Whenever possible new vector layers should be created using a SPARQL query in Sophox.

  1. Checkout the upstream feature-layers branch.
  2. If necessary, create a new folder in the sources directory with the corresponding two-digit country code (ex. ru for Russia).
  3. Copy and paste the template source file (templates/source_template.hjson) into the new directory you created in step 1. Give it a useful name (ex. states.hjson, provinces.hjson, etc).
  4. Complete the note and name fields in the new source file.
  5. Copy and paste the query.sparql value into the query box on http://sophox.org.
  6. Change the Q33 in the VALUES ?entity { wd:Q33 } to the corresponding Wikidata ID for the country for which you are adding subdivisions (ex. Q33 is the Wikidata ID for Finland).
  7. Run the SPARQL query and compare the iso_3166_2 results with the corresponding country's subdivision list on the ISO website looking for missing iso_3166_2 codes.
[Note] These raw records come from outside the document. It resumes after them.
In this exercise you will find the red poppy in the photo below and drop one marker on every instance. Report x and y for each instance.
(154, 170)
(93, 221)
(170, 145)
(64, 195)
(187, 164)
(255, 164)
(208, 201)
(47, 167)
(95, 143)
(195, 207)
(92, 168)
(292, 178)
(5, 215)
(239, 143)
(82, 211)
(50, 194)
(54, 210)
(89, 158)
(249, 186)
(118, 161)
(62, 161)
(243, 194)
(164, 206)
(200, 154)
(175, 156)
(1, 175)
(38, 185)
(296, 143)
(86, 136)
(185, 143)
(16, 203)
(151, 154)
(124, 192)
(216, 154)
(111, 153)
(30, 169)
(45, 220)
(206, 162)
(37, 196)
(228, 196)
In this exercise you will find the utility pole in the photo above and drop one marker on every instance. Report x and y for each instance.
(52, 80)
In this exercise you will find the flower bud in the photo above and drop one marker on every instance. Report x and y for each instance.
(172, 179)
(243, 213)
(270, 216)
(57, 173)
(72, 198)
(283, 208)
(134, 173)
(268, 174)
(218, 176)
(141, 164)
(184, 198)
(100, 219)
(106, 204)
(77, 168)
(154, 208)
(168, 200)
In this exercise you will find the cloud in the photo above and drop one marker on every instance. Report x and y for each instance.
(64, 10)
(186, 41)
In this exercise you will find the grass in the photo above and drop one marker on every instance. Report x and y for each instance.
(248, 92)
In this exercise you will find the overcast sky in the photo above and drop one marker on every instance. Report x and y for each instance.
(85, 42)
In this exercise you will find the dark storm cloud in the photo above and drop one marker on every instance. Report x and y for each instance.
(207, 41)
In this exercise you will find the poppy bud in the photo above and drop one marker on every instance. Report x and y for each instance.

  8. The most common reason for missing iso_3166_2 codes in the query results is an incomplete "contains administrative territorial entity" property in the immediate parent region of the subdivision in Wikidata (usually, but not always, the country). You may need to add the subdivision Wikidata item to this property (ex. https://www.wikidata.org/wiki/Q33#P150).
  9. Add label_* fields for each official language of the country to the SPARQL query similar to the label_en field.
  10. Optionally, add unique subdivision code fields from other sources (ex. logianm in Ireland) to the query.
  11. Run the SPARQL query and check the map output.
  12. Optionally, click the "Simplify" link and drag the slider to reduce the number of vertices (smaller file size).
  13. Click the "Export" link on the top right of the map. Choose GeoJSON or TopoJSON as the File Format.
  14. Type rfc7946 ƒin the "command line options" to reduce the precision of the coordinates and click "Export" to download the vector file.
  15. Rename the downloaded file with the first supported EMS version number (ex. _v1, _v2, _v6.6) and the vector type (geo for GeoJSON, topo for TopoJSON) (ex. russia_states_v1.geo.json). Copy this file to the data directory.
  16. Complete the emsFormats properties: type is either geojson or topojson, file is the filename specified above, default is true when there is only one format. Subsequent formats can be added but only one item in the array can have default: true. The other items must be default: false or omit default entirely.
  17. Copy and paste the SPARQL query from Sophox to the query.sparql field in the source file.
  18. Use the scripts/wikidata-labels.js script to list the humanReadableName languages from Wikidata (e.g. node scripts/wikidata-labels.js Q33). You should spot check these translations as some languages might lack specificity (e.g. Provins rather than Kinas provinser).
  19. We should maintain the current precedent for title casing legacyIds and English labels of the humanReadableName. This may need to be manually edited in the source (e.g. Paraguay Departments).
  20. All fields used by sources that do not follow the label_<language_code> schema must have translations in (schema/fields.hjson). If necessary, use the scripts/wikidata-labels.js script to list translations and copy them to (schema/fields.hjson) (e.g. node scripts/wikidata-labels P5097).
  21. Use the following bash command to generate the timestamp for the createdAt field. Use gdate on Mac OSX. date -u +"%Y-%m-%dT%H:%M:%S.%6N"
  22. Generate a 17 digit number for the id field. A timestamp using the following bash command is suitable. Use gdate On Mac OSX. date +%s%6N
  23. The filename field in the source file should match the name of the file you added to the data directory.
  24. Run yarn test to test for errors.
  25. Invalid or non-simple geometry errors that occur during testing can usually be fixed by running the clean-geom.js script against the GeoJSON file (e.g. node scripts/clean-geom.js data/usa_states_v1.geo.json).
  26. Run ./build.sh to build the manifest and blob files locally.